Pollock fisheries in Alaska waters have all but finished, with a regulatory end to the year’s fisheries coming up on November 1. Catches in the state’s largest pollock fishery, in the Bering Sea, are approaching the year’s total allowable catch. National Marine Fisheries Service data showed 96 percent of the total Bering Sea quota had been harvested. Gulf of Alaska fisheries were proceeding more slowly, with 16 percent of the quota still on the table. The arrival of fall storm patterns in the Gulf of Alaska is likely to impact fishing effort through the end of the season.
Exports of Alaska product saw some notable changes in the first eight months of this year. NMFS data through August show that exports of frozen fillet product to the Netherlands, which has long served as a major redistribution point for seafood into Western Europe, fell by more than 40 percent, or nearly 10,000 metric tons. Increases in exports direct to some European Union countries—including France, Sweden, the United Kingdom—offset some of this decline, but overall exports to the EU were down by about 10 percent.
Japan and South Korea continued to dominate as destinations for pollock roe product. Japanese buyers took more product—about 17,800 metric tons in comparison to 9,700 for South Korea. But the value of product headed for South Korea was higher. According to NMFS foreign trade data, South Korea product is valued at $13.50 per kilo versus $9.20 to Japan.
Supply shifts on the horizon
The Alaska pollock fishery is the largest in the world, and the fishery in the Bering Sea and Aleutian Islands makes up more than 90 percent of the total Alaska catch. The North Pacific Fishery Management Council (NPFMC) is
recommending a drop in the total allowable catch (TAC) in 2007 and again in 2008. Though the TAC has yet to be finalized, the NPFMC recommendations suggest a 4 percent decrease in 2007, with an additional 17 percent decrease in 2008.

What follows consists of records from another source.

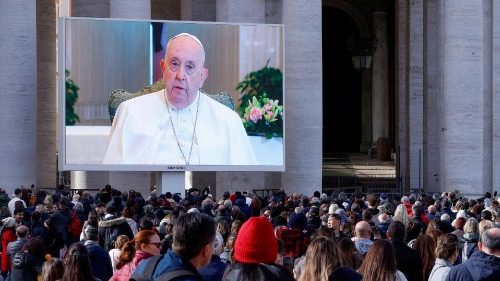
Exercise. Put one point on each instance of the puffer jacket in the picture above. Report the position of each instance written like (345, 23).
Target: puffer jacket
(480, 266)
(110, 229)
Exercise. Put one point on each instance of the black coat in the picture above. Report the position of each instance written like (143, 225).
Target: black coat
(408, 261)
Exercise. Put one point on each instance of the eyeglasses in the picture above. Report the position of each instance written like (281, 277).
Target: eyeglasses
(158, 245)
(189, 66)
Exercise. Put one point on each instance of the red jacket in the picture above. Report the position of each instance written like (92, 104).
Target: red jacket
(9, 235)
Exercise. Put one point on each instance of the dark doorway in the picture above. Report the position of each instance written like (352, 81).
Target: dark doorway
(341, 86)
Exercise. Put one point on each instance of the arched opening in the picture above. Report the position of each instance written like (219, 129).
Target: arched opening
(341, 85)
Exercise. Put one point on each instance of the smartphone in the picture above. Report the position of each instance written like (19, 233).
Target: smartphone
(288, 262)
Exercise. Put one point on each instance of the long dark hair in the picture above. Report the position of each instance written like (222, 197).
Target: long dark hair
(129, 248)
(77, 264)
(379, 263)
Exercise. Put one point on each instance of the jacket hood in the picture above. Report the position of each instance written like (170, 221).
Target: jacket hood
(471, 237)
(363, 245)
(482, 266)
(112, 222)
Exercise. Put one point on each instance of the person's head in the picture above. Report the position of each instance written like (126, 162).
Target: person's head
(483, 225)
(77, 264)
(35, 247)
(447, 248)
(91, 233)
(490, 241)
(18, 215)
(380, 262)
(425, 246)
(396, 231)
(333, 221)
(193, 238)
(120, 241)
(53, 269)
(22, 232)
(145, 240)
(256, 242)
(362, 230)
(256, 272)
(322, 257)
(183, 69)
(471, 226)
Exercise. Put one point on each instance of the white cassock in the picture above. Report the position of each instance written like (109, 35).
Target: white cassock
(142, 133)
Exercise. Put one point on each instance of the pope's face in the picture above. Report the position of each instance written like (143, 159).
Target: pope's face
(183, 71)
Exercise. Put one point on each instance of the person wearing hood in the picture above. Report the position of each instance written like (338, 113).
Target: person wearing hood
(468, 243)
(297, 219)
(484, 264)
(7, 234)
(111, 227)
(361, 239)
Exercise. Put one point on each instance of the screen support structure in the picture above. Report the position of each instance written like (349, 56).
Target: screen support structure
(174, 182)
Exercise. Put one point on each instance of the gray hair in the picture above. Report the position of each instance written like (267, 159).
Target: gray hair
(490, 240)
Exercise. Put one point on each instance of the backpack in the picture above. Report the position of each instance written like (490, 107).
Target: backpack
(152, 263)
(75, 225)
(19, 259)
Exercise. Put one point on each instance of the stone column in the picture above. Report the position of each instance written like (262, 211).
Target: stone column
(366, 110)
(90, 8)
(130, 9)
(380, 79)
(274, 11)
(133, 9)
(496, 96)
(166, 9)
(431, 97)
(303, 71)
(198, 10)
(401, 98)
(18, 80)
(488, 94)
(463, 155)
(95, 9)
(415, 96)
(46, 160)
(241, 11)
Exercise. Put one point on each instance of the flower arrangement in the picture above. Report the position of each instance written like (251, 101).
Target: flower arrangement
(260, 95)
(264, 116)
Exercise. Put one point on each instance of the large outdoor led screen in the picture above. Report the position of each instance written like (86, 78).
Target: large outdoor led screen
(115, 112)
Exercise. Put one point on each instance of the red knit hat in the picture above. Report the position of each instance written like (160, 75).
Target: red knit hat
(256, 242)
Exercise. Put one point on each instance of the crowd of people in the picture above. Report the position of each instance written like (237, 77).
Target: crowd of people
(115, 235)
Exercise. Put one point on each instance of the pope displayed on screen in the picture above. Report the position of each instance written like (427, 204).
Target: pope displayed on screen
(179, 125)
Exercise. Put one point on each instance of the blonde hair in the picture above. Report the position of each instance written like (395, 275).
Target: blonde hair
(322, 256)
(401, 215)
(471, 226)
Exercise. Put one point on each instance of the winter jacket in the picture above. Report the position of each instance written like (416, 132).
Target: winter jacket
(441, 270)
(479, 267)
(170, 262)
(100, 263)
(28, 270)
(124, 273)
(214, 270)
(110, 229)
(344, 273)
(408, 261)
(61, 220)
(8, 235)
(468, 245)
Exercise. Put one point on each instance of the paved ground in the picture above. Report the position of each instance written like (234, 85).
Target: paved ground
(355, 164)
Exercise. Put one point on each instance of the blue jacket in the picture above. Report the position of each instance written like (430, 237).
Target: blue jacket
(100, 262)
(170, 262)
(214, 270)
(480, 266)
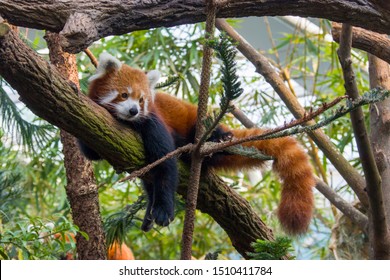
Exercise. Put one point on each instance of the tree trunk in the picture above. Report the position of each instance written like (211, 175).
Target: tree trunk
(81, 188)
(380, 135)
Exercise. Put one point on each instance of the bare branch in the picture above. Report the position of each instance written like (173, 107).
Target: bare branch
(196, 159)
(371, 42)
(378, 226)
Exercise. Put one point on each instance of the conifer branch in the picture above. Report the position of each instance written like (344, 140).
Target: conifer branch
(226, 52)
(295, 127)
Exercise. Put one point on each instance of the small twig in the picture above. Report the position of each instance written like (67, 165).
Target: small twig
(93, 59)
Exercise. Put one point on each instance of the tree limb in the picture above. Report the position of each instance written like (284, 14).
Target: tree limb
(196, 158)
(380, 134)
(371, 42)
(353, 178)
(49, 96)
(379, 227)
(83, 22)
(84, 206)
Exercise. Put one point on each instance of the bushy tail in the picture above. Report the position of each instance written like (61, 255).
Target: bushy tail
(292, 165)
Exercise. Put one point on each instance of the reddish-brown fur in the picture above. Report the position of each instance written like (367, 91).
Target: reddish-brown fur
(291, 162)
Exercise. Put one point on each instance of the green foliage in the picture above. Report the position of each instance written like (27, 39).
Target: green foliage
(226, 52)
(31, 135)
(35, 239)
(118, 224)
(271, 250)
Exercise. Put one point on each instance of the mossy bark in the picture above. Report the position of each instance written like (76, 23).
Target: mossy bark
(81, 188)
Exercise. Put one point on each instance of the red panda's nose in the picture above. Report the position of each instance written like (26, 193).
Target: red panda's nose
(133, 111)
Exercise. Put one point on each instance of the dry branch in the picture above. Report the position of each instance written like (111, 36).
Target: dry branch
(83, 22)
(371, 42)
(378, 226)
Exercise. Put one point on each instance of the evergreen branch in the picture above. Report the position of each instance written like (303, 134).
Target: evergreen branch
(30, 134)
(226, 52)
(117, 224)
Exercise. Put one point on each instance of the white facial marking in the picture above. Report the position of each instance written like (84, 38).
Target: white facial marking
(153, 77)
(106, 62)
(122, 109)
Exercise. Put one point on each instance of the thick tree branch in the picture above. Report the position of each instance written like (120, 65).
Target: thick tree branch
(85, 207)
(373, 179)
(346, 208)
(83, 22)
(353, 178)
(46, 93)
(380, 134)
(371, 42)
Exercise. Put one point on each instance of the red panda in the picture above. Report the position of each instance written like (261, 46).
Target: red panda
(115, 83)
(128, 94)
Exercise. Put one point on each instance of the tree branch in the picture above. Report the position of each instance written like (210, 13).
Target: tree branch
(373, 180)
(46, 93)
(353, 178)
(84, 206)
(83, 22)
(196, 158)
(371, 42)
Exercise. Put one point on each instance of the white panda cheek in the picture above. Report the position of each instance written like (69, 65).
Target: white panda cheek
(122, 109)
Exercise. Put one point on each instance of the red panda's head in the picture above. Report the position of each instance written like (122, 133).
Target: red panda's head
(125, 91)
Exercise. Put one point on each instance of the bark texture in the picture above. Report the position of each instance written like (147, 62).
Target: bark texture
(380, 135)
(371, 42)
(83, 22)
(81, 188)
(51, 97)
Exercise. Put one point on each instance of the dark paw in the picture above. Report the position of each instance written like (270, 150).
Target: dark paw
(160, 215)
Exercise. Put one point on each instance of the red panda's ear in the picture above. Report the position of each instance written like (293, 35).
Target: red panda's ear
(107, 64)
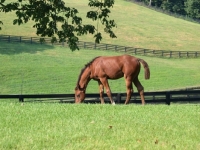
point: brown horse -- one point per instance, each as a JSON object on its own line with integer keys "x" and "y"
{"x": 103, "y": 68}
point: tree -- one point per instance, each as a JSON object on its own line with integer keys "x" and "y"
{"x": 53, "y": 19}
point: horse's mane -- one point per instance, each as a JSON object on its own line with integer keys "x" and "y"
{"x": 83, "y": 69}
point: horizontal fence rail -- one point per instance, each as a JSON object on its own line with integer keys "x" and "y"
{"x": 166, "y": 97}
{"x": 102, "y": 46}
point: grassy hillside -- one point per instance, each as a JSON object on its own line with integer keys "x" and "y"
{"x": 36, "y": 69}
{"x": 137, "y": 26}
{"x": 103, "y": 127}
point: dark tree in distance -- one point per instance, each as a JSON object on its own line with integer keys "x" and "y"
{"x": 53, "y": 19}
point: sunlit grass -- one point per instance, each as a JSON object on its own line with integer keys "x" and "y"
{"x": 69, "y": 126}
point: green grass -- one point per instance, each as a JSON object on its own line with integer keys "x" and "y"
{"x": 68, "y": 126}
{"x": 35, "y": 69}
{"x": 137, "y": 26}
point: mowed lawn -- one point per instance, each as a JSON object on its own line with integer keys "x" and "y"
{"x": 36, "y": 69}
{"x": 70, "y": 126}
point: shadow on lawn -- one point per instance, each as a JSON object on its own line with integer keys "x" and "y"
{"x": 18, "y": 48}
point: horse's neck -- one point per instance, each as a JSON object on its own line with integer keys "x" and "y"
{"x": 85, "y": 78}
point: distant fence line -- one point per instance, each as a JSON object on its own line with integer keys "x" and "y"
{"x": 167, "y": 97}
{"x": 102, "y": 46}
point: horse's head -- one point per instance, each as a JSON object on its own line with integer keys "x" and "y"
{"x": 79, "y": 94}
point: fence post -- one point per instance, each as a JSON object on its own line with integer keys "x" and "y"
{"x": 84, "y": 45}
{"x": 95, "y": 45}
{"x": 21, "y": 99}
{"x": 168, "y": 98}
{"x": 9, "y": 38}
{"x": 118, "y": 98}
{"x": 115, "y": 47}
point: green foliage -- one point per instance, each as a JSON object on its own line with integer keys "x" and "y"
{"x": 53, "y": 19}
{"x": 193, "y": 8}
{"x": 68, "y": 126}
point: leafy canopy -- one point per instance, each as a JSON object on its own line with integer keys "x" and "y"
{"x": 53, "y": 19}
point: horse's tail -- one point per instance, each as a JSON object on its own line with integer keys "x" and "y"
{"x": 146, "y": 68}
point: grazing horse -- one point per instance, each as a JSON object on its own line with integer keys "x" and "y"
{"x": 114, "y": 67}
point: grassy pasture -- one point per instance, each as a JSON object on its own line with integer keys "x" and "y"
{"x": 103, "y": 127}
{"x": 137, "y": 26}
{"x": 36, "y": 69}
{"x": 46, "y": 69}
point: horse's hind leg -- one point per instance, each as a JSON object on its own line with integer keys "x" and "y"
{"x": 140, "y": 89}
{"x": 101, "y": 91}
{"x": 129, "y": 88}
{"x": 104, "y": 81}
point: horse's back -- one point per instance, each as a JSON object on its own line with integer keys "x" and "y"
{"x": 114, "y": 67}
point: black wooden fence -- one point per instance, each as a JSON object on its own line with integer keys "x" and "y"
{"x": 102, "y": 46}
{"x": 167, "y": 97}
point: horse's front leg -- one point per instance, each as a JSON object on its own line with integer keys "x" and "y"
{"x": 140, "y": 89}
{"x": 104, "y": 81}
{"x": 101, "y": 92}
{"x": 129, "y": 89}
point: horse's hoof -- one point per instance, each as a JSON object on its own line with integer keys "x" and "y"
{"x": 113, "y": 103}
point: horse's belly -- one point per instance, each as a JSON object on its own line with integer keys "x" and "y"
{"x": 115, "y": 75}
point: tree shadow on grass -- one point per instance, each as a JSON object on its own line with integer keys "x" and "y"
{"x": 7, "y": 48}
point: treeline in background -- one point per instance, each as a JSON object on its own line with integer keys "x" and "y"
{"x": 189, "y": 8}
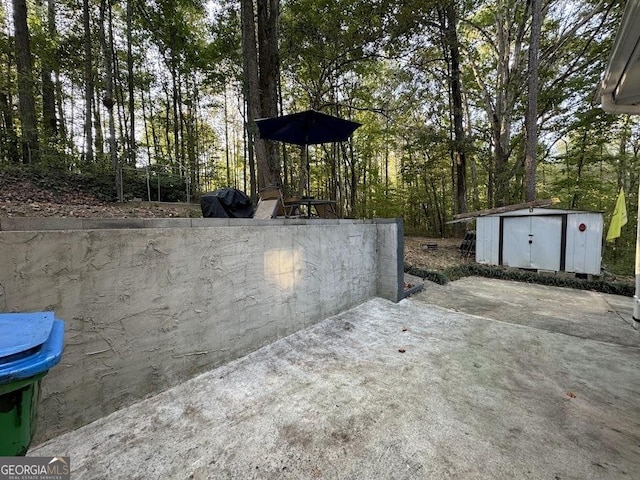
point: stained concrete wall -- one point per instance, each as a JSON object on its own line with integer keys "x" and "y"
{"x": 150, "y": 303}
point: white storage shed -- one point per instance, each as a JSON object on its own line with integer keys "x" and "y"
{"x": 541, "y": 239}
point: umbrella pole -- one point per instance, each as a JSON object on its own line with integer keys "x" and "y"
{"x": 304, "y": 171}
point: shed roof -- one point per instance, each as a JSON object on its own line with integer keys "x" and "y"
{"x": 541, "y": 211}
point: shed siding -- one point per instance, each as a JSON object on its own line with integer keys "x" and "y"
{"x": 582, "y": 250}
{"x": 487, "y": 240}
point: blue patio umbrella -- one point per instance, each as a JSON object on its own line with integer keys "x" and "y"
{"x": 306, "y": 128}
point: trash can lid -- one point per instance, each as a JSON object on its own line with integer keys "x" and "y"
{"x": 20, "y": 332}
{"x": 30, "y": 344}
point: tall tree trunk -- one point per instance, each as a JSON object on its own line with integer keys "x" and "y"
{"x": 109, "y": 99}
{"x": 130, "y": 84}
{"x": 26, "y": 100}
{"x": 459, "y": 141}
{"x": 88, "y": 83}
{"x": 48, "y": 88}
{"x": 250, "y": 55}
{"x": 531, "y": 121}
{"x": 269, "y": 61}
{"x": 9, "y": 144}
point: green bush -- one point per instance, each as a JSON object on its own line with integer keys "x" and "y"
{"x": 474, "y": 269}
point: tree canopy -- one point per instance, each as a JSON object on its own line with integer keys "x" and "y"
{"x": 464, "y": 105}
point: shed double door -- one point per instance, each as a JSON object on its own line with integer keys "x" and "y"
{"x": 532, "y": 242}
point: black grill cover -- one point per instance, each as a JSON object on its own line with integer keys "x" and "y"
{"x": 226, "y": 203}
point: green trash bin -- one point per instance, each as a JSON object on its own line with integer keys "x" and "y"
{"x": 30, "y": 344}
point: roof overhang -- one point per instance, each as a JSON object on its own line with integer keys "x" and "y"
{"x": 620, "y": 87}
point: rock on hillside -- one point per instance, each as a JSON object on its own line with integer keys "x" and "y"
{"x": 21, "y": 196}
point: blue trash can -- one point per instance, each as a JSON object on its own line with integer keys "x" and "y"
{"x": 30, "y": 344}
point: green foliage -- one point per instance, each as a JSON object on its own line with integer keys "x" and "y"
{"x": 477, "y": 270}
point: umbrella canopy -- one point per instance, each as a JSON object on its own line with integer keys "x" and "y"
{"x": 306, "y": 128}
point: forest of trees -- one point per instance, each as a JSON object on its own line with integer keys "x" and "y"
{"x": 465, "y": 105}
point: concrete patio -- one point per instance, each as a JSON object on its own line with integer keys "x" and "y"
{"x": 477, "y": 379}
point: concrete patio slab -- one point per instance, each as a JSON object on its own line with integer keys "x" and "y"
{"x": 397, "y": 391}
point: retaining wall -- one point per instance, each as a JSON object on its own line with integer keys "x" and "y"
{"x": 149, "y": 303}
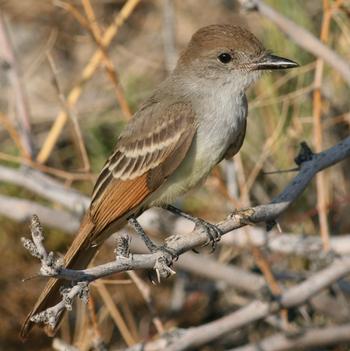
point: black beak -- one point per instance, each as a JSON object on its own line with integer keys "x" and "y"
{"x": 274, "y": 62}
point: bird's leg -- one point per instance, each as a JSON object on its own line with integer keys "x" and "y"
{"x": 152, "y": 247}
{"x": 212, "y": 231}
{"x": 166, "y": 256}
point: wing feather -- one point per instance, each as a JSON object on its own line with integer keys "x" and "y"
{"x": 145, "y": 154}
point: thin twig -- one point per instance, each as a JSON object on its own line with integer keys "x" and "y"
{"x": 86, "y": 75}
{"x": 22, "y": 105}
{"x": 71, "y": 114}
{"x": 301, "y": 36}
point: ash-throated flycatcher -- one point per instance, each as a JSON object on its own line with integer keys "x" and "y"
{"x": 192, "y": 121}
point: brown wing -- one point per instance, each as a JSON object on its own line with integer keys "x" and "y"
{"x": 148, "y": 151}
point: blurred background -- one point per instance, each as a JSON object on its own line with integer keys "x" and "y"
{"x": 62, "y": 107}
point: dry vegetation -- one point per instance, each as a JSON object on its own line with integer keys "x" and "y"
{"x": 72, "y": 74}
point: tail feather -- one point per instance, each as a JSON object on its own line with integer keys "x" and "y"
{"x": 78, "y": 256}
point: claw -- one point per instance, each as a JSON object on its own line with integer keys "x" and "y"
{"x": 212, "y": 231}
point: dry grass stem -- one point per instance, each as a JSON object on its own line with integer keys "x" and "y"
{"x": 86, "y": 75}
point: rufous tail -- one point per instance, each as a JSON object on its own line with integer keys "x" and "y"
{"x": 78, "y": 256}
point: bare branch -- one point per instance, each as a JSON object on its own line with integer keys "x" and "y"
{"x": 301, "y": 36}
{"x": 161, "y": 261}
{"x": 256, "y": 310}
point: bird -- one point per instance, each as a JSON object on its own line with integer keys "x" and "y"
{"x": 194, "y": 119}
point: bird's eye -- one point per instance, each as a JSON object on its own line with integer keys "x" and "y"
{"x": 224, "y": 57}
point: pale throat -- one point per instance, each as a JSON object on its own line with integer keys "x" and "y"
{"x": 221, "y": 111}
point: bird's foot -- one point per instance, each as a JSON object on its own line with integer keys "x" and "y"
{"x": 165, "y": 257}
{"x": 212, "y": 231}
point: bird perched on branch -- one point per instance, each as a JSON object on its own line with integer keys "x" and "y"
{"x": 193, "y": 120}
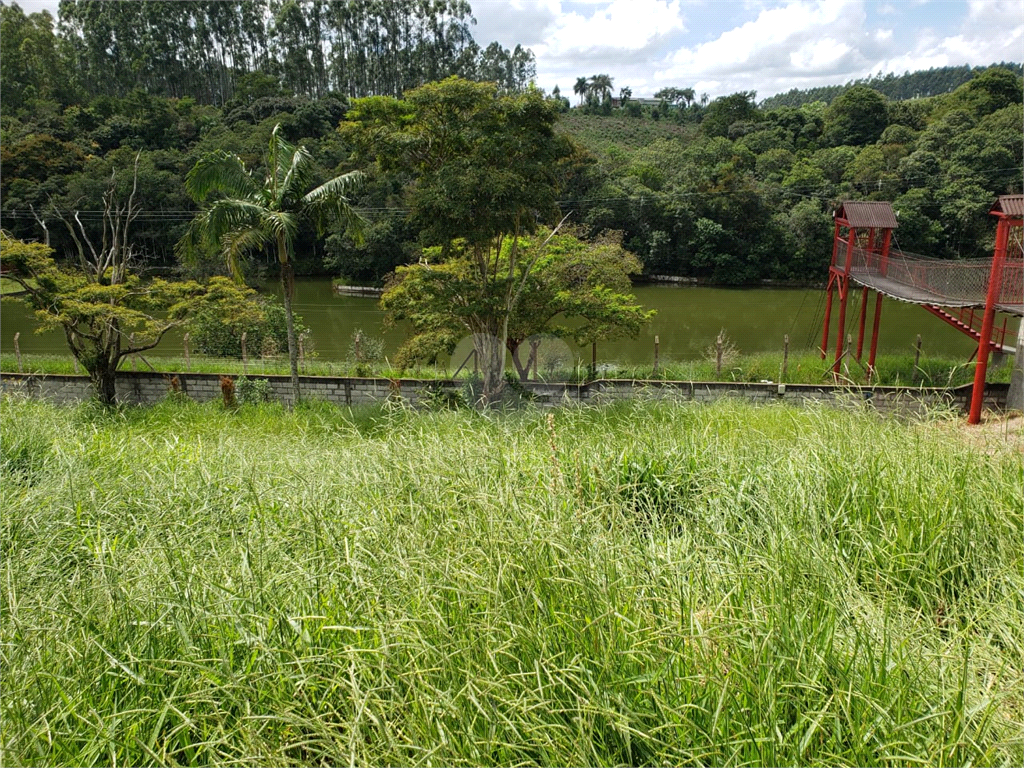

The global whitefish supply picture has already tightened in the last year. Concerns over the potential for a bird flu pandemic have increased consumption of whitefish products in Europe. Health concerns are also driving more seafood consumption in the U.S. and Europe. An international trade group, Groundfish Forum, produced pollock supply estimates at its October 17-19 meeting that anticipated a total Alaska pollock supply, from the U.S. and Russia, to fall by nearly 300,000 metric tons in 2007.
Continuing growth in the whitefish aquaculture sector will likely fill the gap that would otherwise be created by the impending reduction in supply of wild-capture pollock. Production of pangasius (a catfish-like freshwater fish) and tilapia continues to increase.
Product Form in Alaska Production
Product form production, as reported to NMFS, stayed fairly steady from 2005 to 2006. The BSAI fishery saw a very slight (3 percent) downtick in surimi production, offset by a small increase in skinless/boneless fillet. Gulf producers saw a more marked shift, with an 8 percent decrease in surimi production. This is part of a steady trend of declining surimi production. In 2003, 45 percent of Gulf pollock was processed into surimi; that number was only 30 percent through October 14 of this year.
Fillet product is the other significant component of Alaska production, making up approximately 30 percent of volume in each of the last four years. This is dominated by the deep-skin fillet category. Deep-skin cuts remove the darker fatty layer of flesh close skin, producing a whiter product that is used in numerous value-added products, including the McDonald’s Filet-O-Fish.